Contrat de travail d’intérim

Lorsque le contrat de numérisation est taisant sur le choix des documents à numériser, ce choix appartient au client. Dans cette affaire, le litige opposant les parties porte sur l’exécution d’un contrat intitulé ‘archivage des minutes de l’office notarial – contrat de souscription’ et ayant pour objet l’archivage électronique des actes, minutes et annexes par numérisation réseau et CD ROM dans le but de constituer une copie de sécurité du minutier et d’optimiser le temps de recherche et de reconstitution rapide de copie.

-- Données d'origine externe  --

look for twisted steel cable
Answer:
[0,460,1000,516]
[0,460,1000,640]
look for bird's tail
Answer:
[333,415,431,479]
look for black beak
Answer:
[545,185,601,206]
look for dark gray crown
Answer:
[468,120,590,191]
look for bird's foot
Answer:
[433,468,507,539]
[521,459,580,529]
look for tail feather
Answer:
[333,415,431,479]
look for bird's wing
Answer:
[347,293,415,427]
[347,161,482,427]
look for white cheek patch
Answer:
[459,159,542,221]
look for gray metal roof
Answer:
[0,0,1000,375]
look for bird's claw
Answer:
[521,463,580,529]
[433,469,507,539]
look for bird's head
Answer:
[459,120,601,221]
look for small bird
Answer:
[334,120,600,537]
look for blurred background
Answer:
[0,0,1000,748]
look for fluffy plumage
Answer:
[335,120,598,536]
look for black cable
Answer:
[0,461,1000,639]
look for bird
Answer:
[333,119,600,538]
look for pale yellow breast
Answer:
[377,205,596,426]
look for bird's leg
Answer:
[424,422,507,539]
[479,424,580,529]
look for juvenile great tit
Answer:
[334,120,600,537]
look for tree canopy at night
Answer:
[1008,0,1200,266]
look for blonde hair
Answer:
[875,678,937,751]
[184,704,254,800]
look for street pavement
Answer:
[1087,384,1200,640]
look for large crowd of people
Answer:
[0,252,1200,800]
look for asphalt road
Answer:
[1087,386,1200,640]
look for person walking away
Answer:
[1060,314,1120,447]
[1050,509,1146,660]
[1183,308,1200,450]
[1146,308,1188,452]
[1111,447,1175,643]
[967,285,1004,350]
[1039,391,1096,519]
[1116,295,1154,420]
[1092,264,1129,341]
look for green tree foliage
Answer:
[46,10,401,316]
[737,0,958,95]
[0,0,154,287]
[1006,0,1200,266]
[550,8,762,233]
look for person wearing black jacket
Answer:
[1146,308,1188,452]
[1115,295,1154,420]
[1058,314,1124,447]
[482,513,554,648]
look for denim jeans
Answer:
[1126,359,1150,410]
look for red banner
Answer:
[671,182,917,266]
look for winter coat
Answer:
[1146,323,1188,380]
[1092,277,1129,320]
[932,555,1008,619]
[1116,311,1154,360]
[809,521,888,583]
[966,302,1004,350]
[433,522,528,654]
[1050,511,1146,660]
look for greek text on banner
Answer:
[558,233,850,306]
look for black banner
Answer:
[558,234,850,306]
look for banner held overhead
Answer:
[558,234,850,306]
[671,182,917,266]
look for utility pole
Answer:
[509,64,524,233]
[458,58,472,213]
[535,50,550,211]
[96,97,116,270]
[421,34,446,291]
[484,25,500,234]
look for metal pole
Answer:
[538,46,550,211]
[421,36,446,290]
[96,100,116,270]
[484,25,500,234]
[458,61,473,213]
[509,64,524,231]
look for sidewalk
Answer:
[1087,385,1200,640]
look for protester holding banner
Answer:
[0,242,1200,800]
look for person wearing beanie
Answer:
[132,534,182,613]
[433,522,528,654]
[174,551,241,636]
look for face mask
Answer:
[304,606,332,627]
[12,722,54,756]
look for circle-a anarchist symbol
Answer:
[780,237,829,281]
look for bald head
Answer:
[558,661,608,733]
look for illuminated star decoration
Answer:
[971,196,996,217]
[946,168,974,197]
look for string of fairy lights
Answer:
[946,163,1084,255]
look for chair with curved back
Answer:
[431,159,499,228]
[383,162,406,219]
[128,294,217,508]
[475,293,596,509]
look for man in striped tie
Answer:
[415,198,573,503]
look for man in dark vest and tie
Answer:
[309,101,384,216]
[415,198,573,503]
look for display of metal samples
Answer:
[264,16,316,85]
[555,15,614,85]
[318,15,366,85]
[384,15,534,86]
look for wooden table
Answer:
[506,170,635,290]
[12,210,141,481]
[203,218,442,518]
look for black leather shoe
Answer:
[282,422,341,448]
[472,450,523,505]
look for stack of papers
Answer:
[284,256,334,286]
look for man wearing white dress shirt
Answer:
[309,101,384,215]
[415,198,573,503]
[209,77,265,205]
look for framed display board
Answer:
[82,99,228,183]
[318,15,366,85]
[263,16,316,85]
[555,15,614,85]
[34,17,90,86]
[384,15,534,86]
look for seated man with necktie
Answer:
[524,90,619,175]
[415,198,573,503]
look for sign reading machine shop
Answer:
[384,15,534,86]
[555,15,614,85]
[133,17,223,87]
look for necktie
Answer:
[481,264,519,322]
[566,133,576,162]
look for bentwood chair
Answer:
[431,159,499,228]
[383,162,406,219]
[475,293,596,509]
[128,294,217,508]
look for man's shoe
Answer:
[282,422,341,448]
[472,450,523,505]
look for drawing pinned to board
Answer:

Le contrat de numérisation et d’archivage comportait un premier paragraphe intitulé ‘PRESTATIONS’ libellé comme suit :  « L’archivage électronique des actes, minutes et annexes par numérisation réseau et CD Rom dans le but de constituer une copie sécurisée du minutier et d’optimiser les temps de recherche et de reconstitution rapide des copies ». Au niveau du paragraphe ‘MODE OPÉRATOIRE’, il était mentionné :  « Le Prestataire effectuera le déplacement en l’Office sur rendez-vous afin de scanner les documents souhaités. Si possible, ces documents ne devront être ni reliés, ni agrafés mais pourront être stockés dans leur chemise définitive. Ne pas oublier d’inclure tous les type de documents que vous souhaitez archiver (déclarations de succession, plans…) ».

Le coût de la prestation était fixé dans ce contrat forfaitairement à 0,06 UV (soit 0,22 € ht) par page numérisée et, s’agissant de la durée, il y était indiqué que le contrat de prestations est conclu pour une durée minimale de deux ans puis se renouvellera d’année en année par tacite reconduction et enfin qu’il pourra être mis un terme par l’une ou l’autre des parties à chaque date anniversaire par lettre recommandée avec demande d’avis de réception avec un délai de préavis de trois mois. Durant les trois dernières années, l’Office a reçu, en moyenne, 250 actes par an.

La question posée à la juridiction était d’interpréter le contrat, sur le point de savoir si le notaire avait le choix des actes à donner pour numérisation ou était obligé de donner tous les actes passés en son étude, son choix portant sur les seules annexes.  En l’espèce, le doute venait du fait que le contrat mentionnait que l’objet est la constitution d’un minutier, ce qui permettait au prestataire de déduire que tous les actes authentiques passés par l’étude devaient être soumis à numérisation, mais qu’il était par ailleurs indiqué dans le contrat que la société scannerait tous les « documents souhaités » et qu’il était ajouté « de ne pas oublier d’inclure tous les types de documents que vous souhaitez archiver ( et non tous les annexes que vous souhaitez archiver) », ce qui, selon le notaire, lui laissait toute latitude pour choisir les actes à numériser et pas seulement pour choisir les annexes à inclure.

L’article 1162 du code civil énonce que ‘dans le doute, la convention s’interprète contre celui qui a stipulé et en faveur de celui qui a contracté l’obligation’. Le notaire a, par le contrat souscrit, contracté l’obligation de fournir des actes à numériser au prestataire et de payer la numérisation des actes de son étude notariale. La convention a été interprétée sur ces points en sa faveur. Il appartenait donc au notaire de déterminer les actes qu’il entendait voir numériser.